Keeping active is also a vital part of keeping young backs healthy. Movement of any sort, even walking around a classroom, squeezes and stretches the discs, the small cushions between each vertebra that act as shock absorbers for the spine. This motion pumps nutrients and oxygen around the body to keep the discs healthy. Inactivity, on the other hand, starves them of nutrition and may trigger pain.

"The simplest movements can be beneficial," says Dr Dries Hettinga, a medical adviser to Back Care. "Turning round from side to side, or even the movement involved playing board games or doing jigsaw puzzles can improve the health of the spine." And what do you do if acute pain strikes children under 12? Clark recommends consulting a doctor immediately. With teenagers, a hot water bottle or ice pack applied to the area can provide immediate relief.

"If the pain lasts for more than a week, see their GP, who might advise they see a paediatric physiotherapist," Clark says. "They will suggest suitable exercises to reduce pain and reoccurrence." Proportion A child's backpack should weigh no more than 15 per cent of his or her body weight. Weight If a school bag weighs 12 pounds and a child lifts it 10 times a day, the child is hauling around 120 pounds a day on an average of 180 school days a year. That's more than 21,600 pounds lifted every 12 months.

Lockers Make sure your children have school lockers and that they deposit some of the contents of their bags into them each morning.

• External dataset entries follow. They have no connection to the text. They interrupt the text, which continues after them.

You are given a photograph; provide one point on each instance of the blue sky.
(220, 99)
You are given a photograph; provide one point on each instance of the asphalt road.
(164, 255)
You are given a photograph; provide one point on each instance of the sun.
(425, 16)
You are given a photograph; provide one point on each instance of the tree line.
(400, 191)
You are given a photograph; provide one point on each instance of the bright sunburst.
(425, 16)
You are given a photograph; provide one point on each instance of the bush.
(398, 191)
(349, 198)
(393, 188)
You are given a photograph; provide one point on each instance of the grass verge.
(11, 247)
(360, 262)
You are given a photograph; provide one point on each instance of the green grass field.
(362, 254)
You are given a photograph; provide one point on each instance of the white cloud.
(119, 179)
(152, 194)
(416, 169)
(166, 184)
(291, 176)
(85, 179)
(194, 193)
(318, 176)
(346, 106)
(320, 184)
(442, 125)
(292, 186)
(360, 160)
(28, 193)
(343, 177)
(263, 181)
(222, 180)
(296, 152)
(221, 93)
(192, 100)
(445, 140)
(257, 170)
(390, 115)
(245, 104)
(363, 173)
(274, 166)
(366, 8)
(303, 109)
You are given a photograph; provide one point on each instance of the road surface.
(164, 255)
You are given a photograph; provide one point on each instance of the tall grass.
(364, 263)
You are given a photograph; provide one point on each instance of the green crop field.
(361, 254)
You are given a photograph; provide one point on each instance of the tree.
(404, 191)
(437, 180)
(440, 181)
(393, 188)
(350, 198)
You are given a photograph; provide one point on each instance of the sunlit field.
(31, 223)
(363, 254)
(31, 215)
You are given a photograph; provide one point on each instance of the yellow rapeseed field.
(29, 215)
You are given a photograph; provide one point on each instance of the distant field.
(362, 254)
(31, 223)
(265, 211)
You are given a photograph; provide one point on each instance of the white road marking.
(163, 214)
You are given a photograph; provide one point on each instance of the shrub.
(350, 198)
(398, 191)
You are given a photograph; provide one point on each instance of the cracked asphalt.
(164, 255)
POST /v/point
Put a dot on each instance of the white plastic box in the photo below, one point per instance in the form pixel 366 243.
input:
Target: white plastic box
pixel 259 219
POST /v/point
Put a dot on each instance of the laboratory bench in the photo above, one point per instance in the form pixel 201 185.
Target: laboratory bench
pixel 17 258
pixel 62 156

Chair If your child uses the computer at home, invest in an adjustable chair that supports the upper and lower back. Desk An old-fashioned sloping desk is kinder to the back than the tabletop variety. Activity Keep an eye on children's weight and exercise habits. A study conducted a few years ago at the University of Michigan's Spine Program centre showed that being overweight and inactive were primary causes of the rising trend in back pain among young people.

Movement Immobility is a key factor in back pain. Children should sit at the computer or in front of the television for no more than 30-40 minutes without getting up to stretch or walk around. If children move too little, their chest muscles shorten and back muscles lengthen. The deep stabilising muscles of the spine that should be relaxed and released become tight and tense so that pain is almost inevitable.